Tasmania joins the ACT, as the only two Australian jurisdictions sourcing all of their electricity from renewable energy sources, and places Tasmania alongside countries like Scotland, Iceland and Costa Rica which have also made the transition to 100 per cent renewable electricity.
Chief executive of the Clean Energy Council, Kane Thornton, said that the milestone had been achieved through a clear and meaningful policy direction from the Tasmanian state government, which enabled developers to develop new projects.
“Tasmania has led the way when it comes to effecting change in Australia’s energy mix, and today’s milestone is well ahead of the original schedule of 2022. This considerable achievement highlights the Tasmanian Government’s policy leadership on renewable energy, which continues with the legislating of a visionary 200 per cent renewable target by 2040,” Thornton said.
“The clean energy industry has responded in kind through investment, which in turn, will play a critical role in local Tasmanian economies creating employment opportunities now and into the future.”
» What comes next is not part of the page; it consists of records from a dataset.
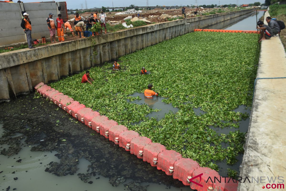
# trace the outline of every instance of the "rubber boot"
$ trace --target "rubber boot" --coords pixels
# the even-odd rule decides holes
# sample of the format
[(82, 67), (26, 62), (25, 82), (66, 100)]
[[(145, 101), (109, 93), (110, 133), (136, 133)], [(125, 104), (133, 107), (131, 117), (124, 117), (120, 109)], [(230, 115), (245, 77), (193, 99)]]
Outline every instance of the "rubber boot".
[(81, 33), (81, 34), (82, 35), (82, 38), (86, 38), (86, 37), (85, 36), (84, 36), (84, 32), (80, 32), (80, 33)]

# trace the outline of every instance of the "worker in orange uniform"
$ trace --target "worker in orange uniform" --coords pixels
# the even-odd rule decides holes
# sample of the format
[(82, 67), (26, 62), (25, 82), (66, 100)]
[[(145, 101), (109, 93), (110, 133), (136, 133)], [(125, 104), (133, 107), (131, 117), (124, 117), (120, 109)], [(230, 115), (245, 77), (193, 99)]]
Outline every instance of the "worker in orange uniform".
[[(98, 22), (98, 20), (97, 20), (97, 13), (98, 12), (97, 11), (96, 11), (94, 12), (94, 13), (93, 13), (93, 19), (94, 19), (95, 21), (95, 22), (97, 23)], [(99, 35), (99, 34), (98, 34), (98, 32), (95, 32), (94, 33), (96, 35)]]
[(50, 31), (50, 36), (51, 36), (51, 43), (53, 43), (53, 38), (55, 42), (57, 42), (55, 40), (55, 25), (53, 19), (53, 15), (51, 13), (49, 14), (49, 17), (47, 18), (47, 23), (48, 25), (48, 28)]
[(146, 70), (144, 67), (142, 67), (142, 68), (141, 70), (141, 71), (140, 71), (140, 75), (144, 75), (145, 74), (150, 74), (150, 72)]
[(144, 91), (144, 95), (145, 97), (149, 99), (153, 98), (153, 96), (158, 96), (159, 95), (159, 93), (156, 93), (151, 90), (153, 86), (152, 84), (148, 84), (148, 89), (146, 89)]
[(72, 36), (74, 37), (76, 36), (74, 35), (74, 30), (73, 30), (72, 28), (72, 25), (71, 25), (70, 23), (68, 21), (65, 23), (65, 34), (66, 34), (67, 33), (67, 28), (69, 28), (69, 31), (72, 32)]
[(116, 61), (114, 61), (113, 64), (113, 69), (112, 70), (118, 70), (120, 69), (120, 65)]
[(31, 21), (30, 21), (30, 19), (28, 17), (30, 15), (27, 13), (25, 13), (23, 14), (23, 15), (24, 18), (22, 19), (21, 26), (24, 29), (24, 31), (26, 33), (26, 36), (27, 37), (27, 42), (28, 42), (29, 48), (35, 48), (32, 46), (32, 36), (31, 35), (32, 26), (31, 26)]
[(89, 79), (90, 80), (90, 81), (92, 82), (94, 81), (92, 78), (91, 78), (89, 76), (89, 71), (88, 70), (86, 70), (86, 73), (82, 76), (82, 83), (88, 82), (90, 84), (92, 84), (91, 83), (91, 82), (90, 82), (90, 81), (88, 80), (88, 79)]
[(65, 41), (65, 38), (63, 37), (63, 20), (61, 17), (61, 14), (59, 14), (57, 15), (57, 18), (56, 19), (57, 33), (59, 42)]
[[(76, 16), (74, 16), (74, 25), (76, 25), (78, 24), (78, 23), (82, 21), (82, 17), (78, 15), (78, 13), (76, 13)], [(78, 32), (78, 31), (76, 30), (76, 31)], [(76, 34), (77, 35), (77, 33)]]
[(84, 25), (86, 23), (86, 21), (85, 20), (84, 21), (80, 21), (75, 26), (76, 29), (78, 32), (78, 37), (80, 37), (80, 35), (81, 34), (82, 38), (86, 38), (84, 36)]

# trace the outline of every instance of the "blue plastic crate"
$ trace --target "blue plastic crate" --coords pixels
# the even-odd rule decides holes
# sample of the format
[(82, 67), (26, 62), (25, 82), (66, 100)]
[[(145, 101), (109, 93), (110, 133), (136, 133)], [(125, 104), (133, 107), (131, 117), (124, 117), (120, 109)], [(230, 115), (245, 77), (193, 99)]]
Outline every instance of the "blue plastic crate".
[(86, 31), (84, 32), (84, 36), (86, 37), (89, 37), (92, 35), (92, 33), (91, 31)]

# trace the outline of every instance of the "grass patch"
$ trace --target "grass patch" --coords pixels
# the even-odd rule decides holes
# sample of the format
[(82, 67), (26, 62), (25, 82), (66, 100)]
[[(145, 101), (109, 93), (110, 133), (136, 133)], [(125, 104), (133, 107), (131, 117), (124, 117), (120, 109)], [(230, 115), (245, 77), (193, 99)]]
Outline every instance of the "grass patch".
[[(168, 149), (217, 170), (212, 160), (235, 163), (244, 152), (245, 133), (237, 130), (220, 135), (209, 127), (237, 128), (239, 121), (247, 117), (233, 110), (241, 105), (251, 106), (259, 55), (257, 37), (255, 34), (190, 33), (121, 57), (125, 70), (114, 72), (108, 63), (91, 68), (92, 85), (81, 83), (83, 72), (50, 85)], [(143, 66), (151, 74), (139, 75)], [(129, 95), (143, 92), (150, 83), (167, 98), (164, 102), (179, 111), (158, 121), (145, 117), (155, 109), (127, 101), (139, 99)], [(193, 109), (199, 107), (206, 113), (195, 115)], [(229, 146), (223, 147), (223, 143)]]
[(272, 17), (286, 15), (286, 5), (279, 5), (275, 4), (270, 5), (269, 6), (269, 14)]
[[(45, 44), (49, 44), (51, 43), (50, 42), (47, 42), (45, 44), (43, 44), (43, 43), (39, 43), (37, 44), (36, 45), (33, 45), (33, 46), (35, 47), (37, 47), (37, 46), (41, 46), (42, 45), (44, 45)], [(17, 48), (14, 48), (13, 50), (5, 50), (5, 49), (2, 49), (1, 50), (0, 50), (0, 53), (3, 53), (3, 52), (10, 52), (11, 51), (13, 51), (13, 50), (20, 50), (21, 49), (23, 49), (24, 48), (28, 48), (28, 44), (22, 44), (19, 47)]]

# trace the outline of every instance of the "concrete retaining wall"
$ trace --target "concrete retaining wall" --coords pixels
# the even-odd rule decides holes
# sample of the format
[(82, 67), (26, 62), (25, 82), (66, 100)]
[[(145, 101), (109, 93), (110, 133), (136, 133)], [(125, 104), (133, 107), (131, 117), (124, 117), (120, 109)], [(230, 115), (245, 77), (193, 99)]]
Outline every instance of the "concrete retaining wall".
[(41, 39), (42, 36), (48, 38), (50, 33), (48, 29), (47, 18), (49, 14), (54, 14), (55, 22), (57, 14), (60, 13), (62, 17), (66, 17), (65, 2), (58, 2), (61, 11), (59, 11), (56, 3), (0, 3), (0, 46), (9, 45), (26, 41), (26, 35), (21, 27), (22, 12), (26, 12), (30, 15), (32, 25), (32, 38)]
[(285, 190), (286, 53), (279, 37), (261, 42), (255, 81), (240, 175), (252, 182), (239, 183), (237, 190)]
[(58, 80), (61, 77), (117, 59), (195, 29), (253, 11), (245, 10), (152, 24), (92, 38), (0, 54), (0, 85), (3, 87), (0, 100), (29, 92), (40, 82)]

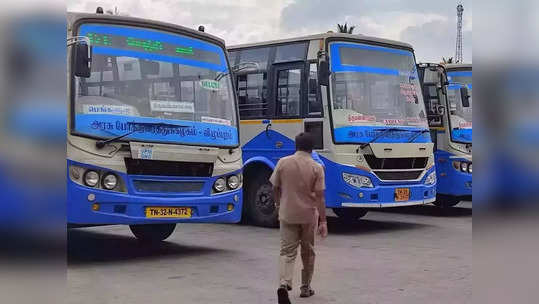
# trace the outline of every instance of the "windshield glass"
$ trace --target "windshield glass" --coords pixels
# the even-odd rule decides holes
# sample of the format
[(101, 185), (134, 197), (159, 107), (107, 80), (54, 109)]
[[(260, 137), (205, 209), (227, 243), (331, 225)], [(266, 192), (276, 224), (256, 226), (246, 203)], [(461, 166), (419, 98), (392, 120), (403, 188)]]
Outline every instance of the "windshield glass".
[[(411, 51), (359, 43), (330, 45), (334, 139), (337, 143), (408, 142), (428, 129), (421, 87)], [(430, 142), (428, 133), (414, 142)]]
[[(223, 49), (180, 34), (84, 24), (92, 73), (76, 78), (76, 134), (237, 146), (236, 107)], [(217, 79), (217, 80), (216, 80)]]
[[(452, 71), (447, 73), (449, 86), (447, 99), (451, 118), (451, 138), (457, 142), (472, 142), (472, 71)], [(464, 107), (460, 88), (468, 87), (470, 106)]]

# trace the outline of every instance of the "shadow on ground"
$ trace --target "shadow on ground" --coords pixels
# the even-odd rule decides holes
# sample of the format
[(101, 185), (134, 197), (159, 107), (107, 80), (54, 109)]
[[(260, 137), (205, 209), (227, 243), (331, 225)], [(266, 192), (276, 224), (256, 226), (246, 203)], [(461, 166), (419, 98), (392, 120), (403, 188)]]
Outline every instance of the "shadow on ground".
[(100, 233), (86, 229), (69, 229), (67, 262), (69, 265), (107, 263), (130, 260), (181, 258), (222, 253), (223, 249), (182, 246), (171, 242), (148, 245), (131, 236)]
[[(383, 208), (373, 210), (375, 212), (402, 213), (437, 217), (465, 217), (472, 216), (472, 208), (461, 207), (459, 205), (449, 208), (440, 208), (434, 205), (420, 205), (397, 208)], [(370, 211), (369, 211), (370, 212)]]
[(347, 222), (338, 217), (328, 217), (328, 229), (331, 234), (341, 235), (386, 233), (396, 230), (421, 229), (429, 226), (421, 223), (373, 221), (368, 219)]

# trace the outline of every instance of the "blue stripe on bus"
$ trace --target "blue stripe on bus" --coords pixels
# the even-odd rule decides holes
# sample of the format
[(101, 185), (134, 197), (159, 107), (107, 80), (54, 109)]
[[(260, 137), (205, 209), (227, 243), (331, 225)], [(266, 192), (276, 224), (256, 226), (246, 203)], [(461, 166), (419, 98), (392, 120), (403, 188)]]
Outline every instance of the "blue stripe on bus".
[(447, 72), (448, 76), (472, 76), (471, 71)]
[[(388, 126), (390, 127), (390, 126)], [(336, 143), (366, 143), (373, 140), (384, 129), (388, 127), (374, 127), (374, 126), (346, 126), (335, 128), (333, 134)], [(398, 127), (401, 130), (406, 131), (389, 131), (384, 136), (378, 138), (378, 143), (407, 143), (410, 138), (416, 135), (415, 131), (427, 130), (418, 127)], [(425, 132), (422, 135), (417, 136), (414, 143), (430, 143), (430, 132)]]
[[(137, 123), (140, 123), (137, 125)], [(156, 124), (156, 125), (143, 125)], [(188, 127), (160, 126), (159, 123), (179, 124)], [(135, 125), (137, 131), (125, 139), (159, 141), (212, 146), (238, 145), (238, 130), (233, 126), (211, 123), (135, 117), (111, 114), (77, 114), (75, 130), (81, 134), (111, 138), (128, 133)]]
[(227, 71), (226, 65), (217, 65), (213, 63), (207, 63), (207, 62), (191, 60), (191, 59), (186, 59), (186, 58), (181, 58), (181, 57), (173, 57), (173, 56), (145, 53), (145, 52), (138, 52), (138, 51), (130, 51), (130, 50), (122, 50), (122, 49), (113, 49), (113, 48), (102, 47), (102, 46), (94, 46), (93, 53), (112, 55), (112, 56), (143, 58), (143, 59), (154, 60), (154, 61), (171, 62), (171, 63), (184, 64), (184, 65), (214, 70), (218, 72)]

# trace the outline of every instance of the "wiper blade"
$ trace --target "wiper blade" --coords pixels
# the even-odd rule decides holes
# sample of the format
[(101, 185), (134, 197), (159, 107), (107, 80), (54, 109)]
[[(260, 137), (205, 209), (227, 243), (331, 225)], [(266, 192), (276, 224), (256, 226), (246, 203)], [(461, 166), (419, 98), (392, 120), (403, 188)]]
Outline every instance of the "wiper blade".
[[(163, 126), (163, 127), (172, 127), (172, 128), (189, 128), (190, 126), (187, 126), (187, 125), (177, 125), (177, 124), (172, 124), (172, 123), (166, 123), (166, 122), (135, 122), (135, 121), (129, 121), (127, 122), (128, 125), (149, 125), (149, 126)], [(103, 147), (105, 147), (106, 144), (108, 143), (111, 143), (113, 141), (117, 141), (119, 139), (122, 139), (126, 136), (129, 136), (133, 133), (135, 133), (137, 131), (137, 129), (133, 128), (133, 130), (125, 133), (125, 134), (122, 134), (122, 135), (118, 135), (116, 137), (113, 137), (113, 138), (109, 138), (107, 140), (98, 140), (95, 142), (95, 147), (98, 148), (98, 149), (102, 149)]]
[(392, 132), (392, 131), (401, 131), (401, 132), (410, 132), (410, 130), (406, 130), (406, 129), (401, 129), (401, 128), (386, 128), (386, 129), (378, 129), (377, 131), (380, 131), (380, 130), (384, 130), (382, 131), (382, 133), (376, 135), (373, 139), (371, 139), (371, 141), (367, 142), (367, 143), (364, 143), (364, 144), (361, 144), (359, 147), (361, 149), (365, 148), (366, 146), (372, 144), (373, 142), (375, 142), (376, 140), (378, 140), (378, 138), (386, 135), (387, 133), (389, 132)]
[(419, 135), (423, 134), (423, 133), (429, 133), (430, 130), (414, 130), (414, 131), (411, 131), (411, 132), (415, 132), (416, 134), (412, 135), (412, 137), (410, 137), (410, 139), (408, 140), (408, 142), (413, 142), (416, 138), (419, 137)]

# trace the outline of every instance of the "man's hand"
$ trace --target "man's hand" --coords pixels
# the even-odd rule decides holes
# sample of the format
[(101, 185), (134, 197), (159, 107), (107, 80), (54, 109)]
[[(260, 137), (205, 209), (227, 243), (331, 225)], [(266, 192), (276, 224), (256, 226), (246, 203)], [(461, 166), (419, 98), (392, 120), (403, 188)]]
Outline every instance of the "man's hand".
[(327, 222), (320, 222), (320, 224), (318, 224), (318, 233), (323, 238), (326, 238), (328, 236), (328, 223)]

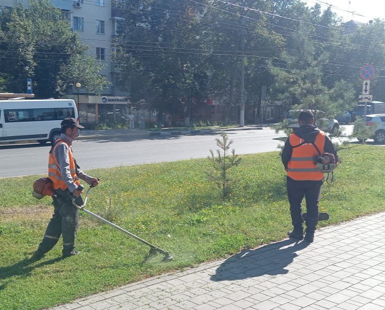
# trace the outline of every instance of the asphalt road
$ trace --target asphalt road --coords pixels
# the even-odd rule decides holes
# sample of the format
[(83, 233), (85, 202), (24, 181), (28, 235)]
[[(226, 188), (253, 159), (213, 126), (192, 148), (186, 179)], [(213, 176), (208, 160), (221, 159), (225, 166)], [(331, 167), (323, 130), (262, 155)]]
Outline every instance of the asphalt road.
[[(227, 131), (237, 154), (277, 150), (282, 134), (265, 127)], [(143, 135), (98, 137), (74, 142), (73, 149), (82, 170), (173, 161), (206, 157), (218, 147), (212, 134), (172, 137)], [(47, 173), (50, 144), (0, 145), (0, 178)]]

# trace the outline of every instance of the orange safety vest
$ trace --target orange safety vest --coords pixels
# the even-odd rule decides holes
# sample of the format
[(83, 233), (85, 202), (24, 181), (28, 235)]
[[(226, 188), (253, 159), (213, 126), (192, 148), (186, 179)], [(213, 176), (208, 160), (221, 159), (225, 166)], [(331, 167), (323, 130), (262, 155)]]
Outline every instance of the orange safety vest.
[[(295, 134), (289, 137), (292, 146), (296, 146), (305, 142)], [(320, 131), (315, 138), (314, 143), (321, 153), (325, 146), (325, 133)], [(293, 148), (293, 153), (287, 165), (287, 176), (297, 181), (320, 181), (323, 179), (323, 172), (317, 169), (315, 157), (319, 156), (314, 146), (311, 143), (304, 143)]]
[[(49, 160), (48, 161), (48, 177), (51, 179), (53, 183), (53, 187), (54, 190), (61, 188), (63, 190), (65, 190), (68, 187), (63, 178), (62, 173), (60, 171), (60, 167), (59, 162), (56, 160), (55, 155), (56, 148), (60, 144), (65, 143), (68, 145), (68, 143), (64, 140), (60, 139), (56, 141), (54, 147), (50, 152)], [(74, 157), (72, 155), (72, 150), (68, 146), (68, 155), (70, 158), (70, 172), (74, 180), (74, 183), (77, 185), (79, 185), (79, 178), (76, 173), (76, 166), (75, 163)]]

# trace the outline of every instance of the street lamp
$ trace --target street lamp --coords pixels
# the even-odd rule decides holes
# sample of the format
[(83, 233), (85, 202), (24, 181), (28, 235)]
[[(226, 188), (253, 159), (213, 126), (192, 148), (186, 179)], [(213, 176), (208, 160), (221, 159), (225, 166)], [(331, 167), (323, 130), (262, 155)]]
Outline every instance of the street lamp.
[(76, 86), (76, 88), (78, 89), (78, 110), (79, 110), (79, 90), (82, 87), (82, 84), (80, 83), (77, 83), (75, 86)]

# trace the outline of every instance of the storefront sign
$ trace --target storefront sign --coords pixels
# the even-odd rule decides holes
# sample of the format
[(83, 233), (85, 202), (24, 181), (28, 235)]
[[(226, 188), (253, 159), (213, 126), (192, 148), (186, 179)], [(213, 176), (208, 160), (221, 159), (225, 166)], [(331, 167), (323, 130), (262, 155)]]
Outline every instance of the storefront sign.
[(118, 103), (120, 104), (128, 104), (130, 103), (130, 100), (124, 97), (102, 97), (102, 102), (100, 103), (105, 104), (114, 104)]

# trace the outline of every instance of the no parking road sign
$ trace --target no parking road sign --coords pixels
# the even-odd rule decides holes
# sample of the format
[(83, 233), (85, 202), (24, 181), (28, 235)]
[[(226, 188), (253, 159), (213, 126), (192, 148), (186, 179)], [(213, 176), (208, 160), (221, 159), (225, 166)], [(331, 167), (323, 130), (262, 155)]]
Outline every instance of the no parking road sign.
[(364, 80), (370, 80), (374, 76), (375, 71), (374, 67), (371, 65), (365, 65), (361, 68), (360, 74)]

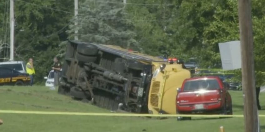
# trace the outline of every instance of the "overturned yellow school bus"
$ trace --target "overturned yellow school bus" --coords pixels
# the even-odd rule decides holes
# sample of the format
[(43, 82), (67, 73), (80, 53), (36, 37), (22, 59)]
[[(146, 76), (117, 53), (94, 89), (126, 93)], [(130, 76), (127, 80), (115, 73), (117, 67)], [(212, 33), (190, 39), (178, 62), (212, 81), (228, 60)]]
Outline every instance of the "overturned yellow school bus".
[(116, 46), (69, 42), (59, 93), (112, 111), (176, 114), (176, 89), (190, 77), (181, 64)]

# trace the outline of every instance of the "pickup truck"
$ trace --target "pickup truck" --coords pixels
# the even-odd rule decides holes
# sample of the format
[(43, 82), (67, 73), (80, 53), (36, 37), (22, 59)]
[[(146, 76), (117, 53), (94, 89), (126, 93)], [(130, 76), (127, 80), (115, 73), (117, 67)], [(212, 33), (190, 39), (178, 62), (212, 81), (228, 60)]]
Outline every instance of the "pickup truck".
[[(232, 114), (232, 100), (228, 85), (217, 76), (205, 76), (185, 79), (178, 89), (177, 114)], [(178, 120), (191, 119), (178, 117)]]

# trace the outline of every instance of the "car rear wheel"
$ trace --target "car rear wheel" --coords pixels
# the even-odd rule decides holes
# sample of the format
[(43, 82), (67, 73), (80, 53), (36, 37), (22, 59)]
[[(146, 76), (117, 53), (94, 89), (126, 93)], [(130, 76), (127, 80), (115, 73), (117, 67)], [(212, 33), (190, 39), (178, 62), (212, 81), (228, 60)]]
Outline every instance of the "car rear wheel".
[(230, 103), (230, 105), (229, 106), (229, 108), (228, 109), (228, 112), (227, 114), (229, 115), (233, 115), (233, 107), (232, 105), (232, 101)]
[(15, 83), (15, 86), (23, 86), (24, 83), (21, 81), (18, 81)]
[[(226, 107), (226, 101), (225, 102), (223, 106), (222, 107), (221, 109), (221, 112), (220, 113), (221, 115), (227, 115), (227, 108)], [(220, 118), (223, 118), (223, 117), (220, 117)]]

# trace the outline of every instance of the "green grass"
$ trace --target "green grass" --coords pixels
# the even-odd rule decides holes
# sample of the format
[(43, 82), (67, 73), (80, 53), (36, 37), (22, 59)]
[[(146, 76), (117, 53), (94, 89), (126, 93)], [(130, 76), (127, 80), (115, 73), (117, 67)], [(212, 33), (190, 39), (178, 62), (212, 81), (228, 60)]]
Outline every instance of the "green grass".
[[(241, 92), (231, 91), (235, 114), (243, 113)], [(265, 94), (261, 93), (261, 102)], [(265, 106), (262, 106), (265, 108)], [(172, 106), (174, 107), (174, 106)], [(109, 112), (88, 103), (58, 95), (57, 91), (42, 87), (2, 87), (0, 109), (15, 110)], [(260, 114), (265, 114), (261, 110)], [(1, 132), (219, 132), (243, 131), (243, 118), (194, 118), (178, 121), (176, 118), (156, 118), (0, 113), (4, 124)], [(265, 118), (260, 117), (261, 130), (265, 130)]]

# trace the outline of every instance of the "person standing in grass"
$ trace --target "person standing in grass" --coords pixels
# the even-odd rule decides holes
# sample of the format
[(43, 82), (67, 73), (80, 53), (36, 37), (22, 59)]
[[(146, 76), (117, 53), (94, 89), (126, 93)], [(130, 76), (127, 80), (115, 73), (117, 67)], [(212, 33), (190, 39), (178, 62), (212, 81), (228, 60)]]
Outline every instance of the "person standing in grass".
[(256, 97), (257, 97), (257, 105), (258, 106), (258, 109), (260, 110), (261, 109), (261, 108), (260, 107), (260, 105), (259, 104), (259, 93), (260, 92), (260, 86), (256, 86)]
[(56, 57), (53, 58), (53, 62), (54, 64), (52, 68), (54, 71), (54, 86), (57, 86), (59, 84), (60, 73), (62, 68), (62, 64)]
[(33, 59), (32, 58), (30, 58), (29, 59), (28, 62), (27, 64), (26, 70), (27, 73), (29, 75), (30, 78), (30, 85), (32, 86), (33, 85), (33, 76), (35, 74), (35, 69), (33, 66)]

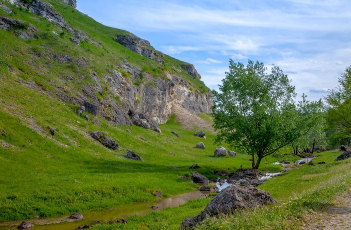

The milestone was welcomed by environment groups, saying that it was another example of what is being achieved by state and territory governments that are stepping in to show leadership on energy policy in a vacuum caused by ongoing conflict both between and within political parties at a federal level.
“This is a significant achievement and opens up huge economic opportunities for Tasmania,” WWF Australia’s Nicky Ison said. “It also shows that Australian states are leading the way in the global energy transition and stepping up to act on climate.”
Greenpeace Australia spokesperson Nelli Stevenson said that reaching 100 per cent renewable electricity was an ‘epic milestone’ for the state.
“States and territories are surging ahead in the renewable energy race, leaving the Federal Government more and more isolated in its inaction on climate change,” Stevenson said. “Federal Governments are supposed to lead, and right now Australians are more than ever being let down by their elected Federal representatives while state leadership gets on with the job of moving Australia to 100 per cent safe and reliable renewable energy.”
Barnett added that the Tasmanian government would continue to support an expansion of the state’s renewable energy capabilities, as the state looks to grow its role as a supplier of zero emissions energy to both mainland Australia and of green hydrogen into international export markets.
“But there is more to do, which is why we have set a target to double our renewable generation to a global-leading target of 200 per cent of our current needs by 2040 – which we recently passed into law following the passing of legislation through both Houses of Parliament,” Barnett added. “We are also continuing to progress the Marinus Link and Battery of the Nation projects that represent an intergenerational opportunity to make Tasmania a global leader and the renewable energy powerhouse of Australia.”
“And, we are continuing to develop a renewable hydrogen industry in Tasmania with the feasibility of key projects being progressed under the Government’s $50 million Tasmanian Renewable Hydrogen Industry Development Funding Program, which forms the backbone of our Tasmanian Renewable Hydrogen Action Plan.”